I do agree that they should do an investigation about the Central Bank. But they are obviously not prepared to rock that boat.
But the narrative of your post is basically the usual "everyone else to blame except Quinn" that we always get from his dwindling bunch of supporters. It's a tired old broken record.
+1
if Quinn had put a few hundred million on Anglo as a recovery play , he’d have been sore but could have easily recovered, he went ball5 deep
There's never been a good investigation of Fingleton/Irish Nationwide unfortunately. He's been too sick to participate in the formal inquiry, poor lad.
Central Bank again proving they are a joke shop
Sssssshhhh. Don't talk about Seanie because he only cost the Irish People 4 Billion. Sure that's nothing. Give him everything back too because it's his an nobody else is allowed to have it.
The Regulator was a huge joke too yet he walked away with a huge pension after completely fecking up. Only in Ireland.
The Regulator can only use the legislation given by Government. Micky McDowell specifically went for a 'light touch regulation' approach for the new regulator, in line with the PD's pro-business thinking, and still Seanie F complained about being hamstrung by regulators!
Any particular reason you keep calling him Seanie?
Wrong, there have been extensive and rigorous investigations into both and they found no criminality. There has never been one into AIB, the 'pillar bank' whose history includes two taxpayer bailouts, the DIRT scandal, Allfirst collapse, forex overcharging, directors using offshore accounts, yada yada.
Don't suppose you'd like to share a link to these extensive and rigorous investigations into Fingleton and Irish Nationwide?
By all means.
Really not hard to find.
https://www.irishtimes.com/business/nationwide-hires-e-y-for-inquiry-1.655826
Now lets see some links into the investigations into AIB...waits with bated breath...
I agree with you here, McDowell and the PD's deserve a lot of the blame for the whole light touch ethos. Ahern and Cowen went along with it.
Eh, that's the Central Bank enquiry that was aborted because Fingers was too sick (or too busy doing property deals in Montenegro) to attend, as detailed in the first link I provided.
The Irish Nationwide/EY inquiry is them inquiring into themselves, and was never published, so I've no idea how you'd know it was comprehensive and rigorous.

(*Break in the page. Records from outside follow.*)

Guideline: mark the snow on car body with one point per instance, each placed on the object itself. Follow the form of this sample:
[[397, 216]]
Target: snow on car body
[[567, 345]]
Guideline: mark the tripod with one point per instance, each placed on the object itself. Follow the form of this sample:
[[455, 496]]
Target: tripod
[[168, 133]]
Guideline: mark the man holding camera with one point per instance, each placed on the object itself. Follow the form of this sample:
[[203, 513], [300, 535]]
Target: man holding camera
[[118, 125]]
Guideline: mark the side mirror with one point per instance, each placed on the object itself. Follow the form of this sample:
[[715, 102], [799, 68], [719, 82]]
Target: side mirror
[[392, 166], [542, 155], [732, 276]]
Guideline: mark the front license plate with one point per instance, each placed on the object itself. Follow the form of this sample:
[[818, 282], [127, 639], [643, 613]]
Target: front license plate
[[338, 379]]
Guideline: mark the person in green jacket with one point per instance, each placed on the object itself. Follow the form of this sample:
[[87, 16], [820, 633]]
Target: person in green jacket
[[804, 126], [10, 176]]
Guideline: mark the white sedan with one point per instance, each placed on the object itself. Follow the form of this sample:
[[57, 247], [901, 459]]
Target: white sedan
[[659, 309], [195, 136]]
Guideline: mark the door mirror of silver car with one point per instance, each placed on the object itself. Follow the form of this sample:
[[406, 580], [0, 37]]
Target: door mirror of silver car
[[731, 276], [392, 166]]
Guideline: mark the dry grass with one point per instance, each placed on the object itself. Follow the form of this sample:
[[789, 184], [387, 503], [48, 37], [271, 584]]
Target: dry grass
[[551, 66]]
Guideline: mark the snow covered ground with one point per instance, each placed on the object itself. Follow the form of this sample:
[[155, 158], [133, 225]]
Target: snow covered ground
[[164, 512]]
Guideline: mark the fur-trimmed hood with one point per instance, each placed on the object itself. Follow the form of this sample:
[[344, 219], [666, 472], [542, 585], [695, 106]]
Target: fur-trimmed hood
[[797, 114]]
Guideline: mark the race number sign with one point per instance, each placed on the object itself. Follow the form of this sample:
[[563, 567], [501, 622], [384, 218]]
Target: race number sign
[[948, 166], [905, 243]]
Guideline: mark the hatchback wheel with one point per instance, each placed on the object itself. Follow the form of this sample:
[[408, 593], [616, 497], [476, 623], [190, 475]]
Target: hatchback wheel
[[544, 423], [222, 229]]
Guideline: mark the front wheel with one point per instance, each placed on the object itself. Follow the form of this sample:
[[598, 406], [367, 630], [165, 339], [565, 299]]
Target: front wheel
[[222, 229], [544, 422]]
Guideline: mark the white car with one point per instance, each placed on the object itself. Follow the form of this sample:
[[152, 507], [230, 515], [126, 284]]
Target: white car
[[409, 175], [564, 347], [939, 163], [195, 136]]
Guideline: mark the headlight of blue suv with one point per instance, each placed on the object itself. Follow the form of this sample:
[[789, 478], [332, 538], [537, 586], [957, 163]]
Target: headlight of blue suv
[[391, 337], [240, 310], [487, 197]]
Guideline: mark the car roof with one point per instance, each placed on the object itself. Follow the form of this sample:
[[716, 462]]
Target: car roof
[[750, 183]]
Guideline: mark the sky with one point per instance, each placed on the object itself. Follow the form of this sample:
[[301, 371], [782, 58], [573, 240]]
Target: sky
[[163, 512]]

Parts of the Oireachtas inquiry refers to 'Bank A' and 'Bank D' so I've no idea what conclusions you came to about INBS from all that.
'Finding no criminality' is an incredibly low bar to set. It's not really about criminality. It's about how one man's ego cost the state €6 billion, in the case of Irish Nationwide.
If that's aimed at me, don't hold your breath. I didn't make any comment about AIB.
It obviously suited them.
Blessed with I’ll health!
The only 'Seanie' in this tale is Sean Fitzpatrick. No one refers to Quinn as Seanie other than you.
I've decided to start calling him Seanie too
For the record he was widely known as “Border Seanie” or simply “Quinn” in Dublin during the Celtic tiger years
I’m Seanie!
Quinny or Seanie
If you want to take a really detached view there is a chapter in The Alchemy of Finance (1987) by George Soros called "The Banking and Regulatory Cycle" where he says that that attitudes towards lending and regulations ebb and flow in decades-long cycles.
So for instance there was still rigid US banking regulation in the 1950s, because of the after-effects of the 1929 crash and the fall-out in the 1930s and 40s, which gradually eased off afterwards.
When a new generation of bankers and legislators with no memory of a previous big crash assume control of institutions then banking regulations begin to loosen and continue to loosen until the next crash. Obviously this isn't an exact phenomenon.
Michael McDowell was only born in 1951 which loosely fits in with this theoretical understanding.
So maybe another 15 years before I start investing in banks again?
Is the nephew still up North? Peter Quinn.